What happens when assembly code is translated into Object code?

2

I am interested in System Software development. I have been analyzing the working of a compiler for a few days. An Assembly code generated by a Compiler(say) clc has an opcode f8 and I am sure that the Assembler assembling the above mnemonic, substitutes its opcode f8 in it's place.

What is bothering me is the aftermath of this stage(I'm aware of the Linking stage in-between).

I mean, What exactly happens after this stage? Say the final executable is a raw binary file. Does that mean the opcode f8 is converted into binary data 1111 1000 and stored in the file?

If that is the case, why am I not able to view the binary contents of a binary file using a normal text editor(say Notepad) - after all it's '0's and '1's right?

Panther Coder

Posted 2017-02-16T04:48:39.720

Reputation: 133

"I'm aware of the Linking stage in-between" -- Incorrect, the linking stage would be after assemby. "What exactly happens after this stage" -- Depends on whether the assembly produces relocatable object code (which could be linked with other objects files), or absolute object code. "after all it's '0's and '1's right" -- Yes, but a text editor always treats that binary data as codes for text (e.g. ASCII), whereas a disassembler will treat the data as machine code, and display opcodes and operands. – sawdust – 2017-02-16T06:43:54.910

1You are missing a key point, f8 doesn't need to be "converted", it already is 1111 1000 they are just different representations of the exact same thing. One is shown as hex, the other as binary. Hex has the benefit of being slightly more human readable and has a neat side effect of splitting binary quads into single digits, in this case f = 1111 and 8 = 1000. The basic unit used by the CPU is binary digits, but humans tend to use the hex representations. – Mokubai – 2017-02-16T07:26:26.263

Answers

2

First, always use the right tool for the job. Text editor for viewing binary files is the same as to use a knife for nailing. Use any HEX viewer/editor for such tasks or better use the tool that knows internals of the binary file in question. If we talking about CPU's opcodes then something like IDA Pro free or OllyDbg would be useful for analyzing internals of executable files.

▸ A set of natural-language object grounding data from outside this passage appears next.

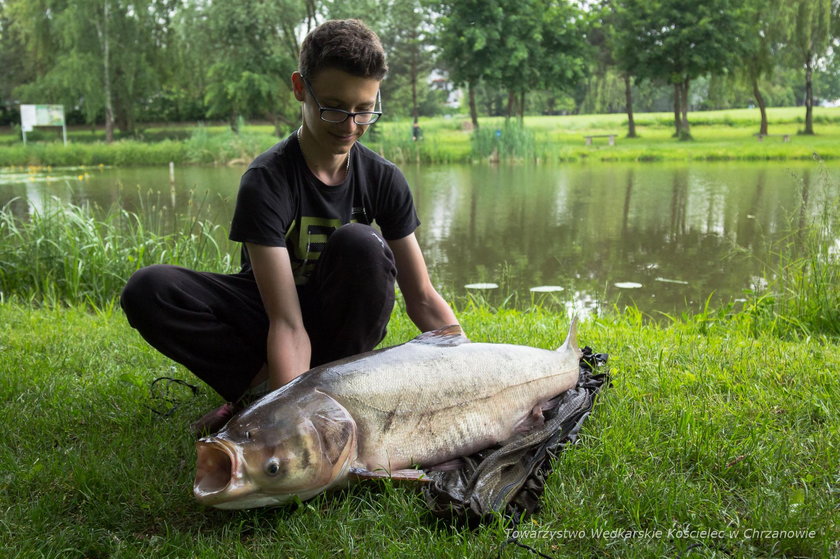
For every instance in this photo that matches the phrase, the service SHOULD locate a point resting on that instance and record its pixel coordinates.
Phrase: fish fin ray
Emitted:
(571, 339)
(408, 474)
(451, 335)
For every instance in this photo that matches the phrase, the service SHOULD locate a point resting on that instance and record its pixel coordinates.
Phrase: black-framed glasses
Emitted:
(337, 116)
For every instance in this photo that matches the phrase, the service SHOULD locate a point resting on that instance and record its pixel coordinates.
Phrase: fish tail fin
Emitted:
(571, 339)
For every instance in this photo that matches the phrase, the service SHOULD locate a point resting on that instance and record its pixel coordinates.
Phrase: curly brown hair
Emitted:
(345, 44)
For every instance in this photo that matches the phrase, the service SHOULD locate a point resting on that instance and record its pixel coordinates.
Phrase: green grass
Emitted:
(718, 135)
(64, 253)
(706, 426)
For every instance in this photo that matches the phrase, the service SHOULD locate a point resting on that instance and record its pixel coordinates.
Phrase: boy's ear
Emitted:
(297, 86)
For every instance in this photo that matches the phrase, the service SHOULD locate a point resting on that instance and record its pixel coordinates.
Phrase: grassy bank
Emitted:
(68, 254)
(718, 135)
(707, 426)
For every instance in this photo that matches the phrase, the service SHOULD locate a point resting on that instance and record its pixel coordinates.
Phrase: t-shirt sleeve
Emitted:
(396, 215)
(264, 209)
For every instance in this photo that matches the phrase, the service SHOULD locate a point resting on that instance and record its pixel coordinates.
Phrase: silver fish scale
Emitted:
(427, 404)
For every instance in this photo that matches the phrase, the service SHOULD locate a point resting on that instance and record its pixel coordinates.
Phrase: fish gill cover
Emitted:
(510, 478)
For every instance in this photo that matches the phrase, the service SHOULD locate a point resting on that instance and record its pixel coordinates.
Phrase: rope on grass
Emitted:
(169, 396)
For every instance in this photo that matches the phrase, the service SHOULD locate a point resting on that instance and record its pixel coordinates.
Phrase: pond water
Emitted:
(664, 237)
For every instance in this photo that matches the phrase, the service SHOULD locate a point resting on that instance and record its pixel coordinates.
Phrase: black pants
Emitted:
(216, 326)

Does that mean the opcode f8 is converted into binary data 1111 1000 and stored in the file?

As was correctly pointed by @Mokubai - 0xF8 is same number as 1111 1000, one represented in HEX notation and the last one as binary representation. It is the same as number 248 in decimal system.

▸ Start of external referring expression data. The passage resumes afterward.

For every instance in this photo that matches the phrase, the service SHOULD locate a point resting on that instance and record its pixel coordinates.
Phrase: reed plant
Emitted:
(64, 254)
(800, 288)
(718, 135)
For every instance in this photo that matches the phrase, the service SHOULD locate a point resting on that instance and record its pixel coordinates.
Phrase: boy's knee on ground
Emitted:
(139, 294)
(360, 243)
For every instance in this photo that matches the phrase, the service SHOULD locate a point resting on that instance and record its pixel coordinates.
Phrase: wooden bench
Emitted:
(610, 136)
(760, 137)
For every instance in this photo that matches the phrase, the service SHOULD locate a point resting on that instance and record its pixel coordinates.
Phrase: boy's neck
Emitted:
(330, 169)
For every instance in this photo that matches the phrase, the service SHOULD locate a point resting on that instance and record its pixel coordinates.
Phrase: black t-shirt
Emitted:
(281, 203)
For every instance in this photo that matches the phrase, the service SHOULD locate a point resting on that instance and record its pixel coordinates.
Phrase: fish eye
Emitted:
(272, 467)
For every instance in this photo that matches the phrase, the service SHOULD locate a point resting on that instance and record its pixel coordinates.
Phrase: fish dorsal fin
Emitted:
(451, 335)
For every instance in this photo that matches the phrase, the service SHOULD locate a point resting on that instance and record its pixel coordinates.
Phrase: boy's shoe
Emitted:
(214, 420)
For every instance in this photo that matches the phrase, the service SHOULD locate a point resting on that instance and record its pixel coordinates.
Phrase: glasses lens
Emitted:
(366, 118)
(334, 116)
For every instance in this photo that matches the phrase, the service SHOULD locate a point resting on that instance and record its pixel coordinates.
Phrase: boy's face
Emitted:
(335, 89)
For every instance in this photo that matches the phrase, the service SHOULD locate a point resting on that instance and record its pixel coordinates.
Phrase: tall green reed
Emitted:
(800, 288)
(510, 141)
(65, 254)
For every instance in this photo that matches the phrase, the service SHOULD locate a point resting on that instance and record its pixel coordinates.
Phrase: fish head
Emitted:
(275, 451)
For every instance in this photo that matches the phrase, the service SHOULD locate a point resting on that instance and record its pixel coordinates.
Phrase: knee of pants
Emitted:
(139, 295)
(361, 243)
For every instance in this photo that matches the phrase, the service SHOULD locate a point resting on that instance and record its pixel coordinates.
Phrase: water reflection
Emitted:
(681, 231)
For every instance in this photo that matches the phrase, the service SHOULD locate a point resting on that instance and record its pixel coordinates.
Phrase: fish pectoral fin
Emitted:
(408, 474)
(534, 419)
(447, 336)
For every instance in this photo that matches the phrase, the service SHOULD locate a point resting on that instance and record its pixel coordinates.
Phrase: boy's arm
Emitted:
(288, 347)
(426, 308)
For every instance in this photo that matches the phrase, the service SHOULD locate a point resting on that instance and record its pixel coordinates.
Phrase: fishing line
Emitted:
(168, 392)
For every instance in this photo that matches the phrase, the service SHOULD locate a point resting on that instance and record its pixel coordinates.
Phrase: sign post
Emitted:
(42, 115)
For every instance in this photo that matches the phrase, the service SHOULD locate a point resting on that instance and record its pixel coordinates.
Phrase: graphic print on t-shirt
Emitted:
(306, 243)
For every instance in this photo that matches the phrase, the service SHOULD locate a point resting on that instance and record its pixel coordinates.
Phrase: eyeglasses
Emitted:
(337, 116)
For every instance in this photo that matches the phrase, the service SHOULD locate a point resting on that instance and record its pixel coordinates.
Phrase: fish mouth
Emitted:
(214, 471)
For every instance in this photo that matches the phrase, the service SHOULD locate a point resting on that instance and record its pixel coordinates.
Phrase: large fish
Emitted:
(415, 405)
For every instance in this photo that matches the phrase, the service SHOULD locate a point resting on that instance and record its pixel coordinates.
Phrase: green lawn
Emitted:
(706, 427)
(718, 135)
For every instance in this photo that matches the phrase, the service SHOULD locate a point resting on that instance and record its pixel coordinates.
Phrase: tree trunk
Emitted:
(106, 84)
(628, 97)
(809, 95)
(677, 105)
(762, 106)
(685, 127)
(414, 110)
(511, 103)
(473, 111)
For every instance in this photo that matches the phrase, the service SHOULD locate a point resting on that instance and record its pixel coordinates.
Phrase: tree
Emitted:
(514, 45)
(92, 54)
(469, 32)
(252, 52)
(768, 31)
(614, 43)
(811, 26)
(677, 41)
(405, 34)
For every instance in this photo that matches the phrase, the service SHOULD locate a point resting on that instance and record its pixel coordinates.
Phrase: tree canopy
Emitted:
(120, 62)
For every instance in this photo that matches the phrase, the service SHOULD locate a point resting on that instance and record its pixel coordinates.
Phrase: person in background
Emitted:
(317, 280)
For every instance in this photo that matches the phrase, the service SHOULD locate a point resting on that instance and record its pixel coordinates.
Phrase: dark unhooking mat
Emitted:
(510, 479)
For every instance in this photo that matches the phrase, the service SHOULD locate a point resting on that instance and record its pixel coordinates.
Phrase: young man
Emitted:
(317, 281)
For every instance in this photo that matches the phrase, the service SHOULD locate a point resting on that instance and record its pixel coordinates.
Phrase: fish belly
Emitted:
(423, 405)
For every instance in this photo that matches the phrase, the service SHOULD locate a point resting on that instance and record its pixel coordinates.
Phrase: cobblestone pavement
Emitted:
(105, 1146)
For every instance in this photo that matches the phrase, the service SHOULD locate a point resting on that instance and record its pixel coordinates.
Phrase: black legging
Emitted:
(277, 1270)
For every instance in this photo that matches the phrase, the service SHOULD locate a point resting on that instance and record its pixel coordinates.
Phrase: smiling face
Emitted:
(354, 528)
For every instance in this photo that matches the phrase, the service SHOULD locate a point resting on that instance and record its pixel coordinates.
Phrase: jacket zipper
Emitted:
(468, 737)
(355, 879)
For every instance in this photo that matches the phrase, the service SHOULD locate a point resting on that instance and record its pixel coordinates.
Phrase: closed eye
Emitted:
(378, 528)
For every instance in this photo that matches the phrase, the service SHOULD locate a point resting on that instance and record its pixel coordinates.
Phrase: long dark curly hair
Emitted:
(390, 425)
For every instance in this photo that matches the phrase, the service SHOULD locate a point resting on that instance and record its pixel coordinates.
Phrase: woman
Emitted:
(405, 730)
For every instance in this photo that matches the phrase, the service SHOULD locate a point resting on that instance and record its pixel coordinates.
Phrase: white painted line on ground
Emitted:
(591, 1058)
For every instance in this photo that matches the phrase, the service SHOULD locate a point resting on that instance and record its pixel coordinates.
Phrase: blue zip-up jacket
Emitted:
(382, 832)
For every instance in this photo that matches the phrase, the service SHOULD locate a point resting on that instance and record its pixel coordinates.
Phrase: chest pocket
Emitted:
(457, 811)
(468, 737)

If you creating manually executable code from CPU opcodes (or compile assembler source code), then i386 CPU will recognize 0xF8 (or 0b11111000 or 248 - it all the same) as CLC instruction.

An Assembly code generated by a Compiler(say) clc has an opcode f8 and I am sure that the Assembler assembling the above mnemonic, substitutes its opcode f8 in it's place.

That's true, except - "An Assembly code generated by a Compiler". I just want to be sure you correctly understanding difference between "Assembly code" and opcodes. Opcodes are exact language that CPU can understand, it just numbers ( and it is how we programmed first computers when translators from CPU mnemonics aka assembler was a dream )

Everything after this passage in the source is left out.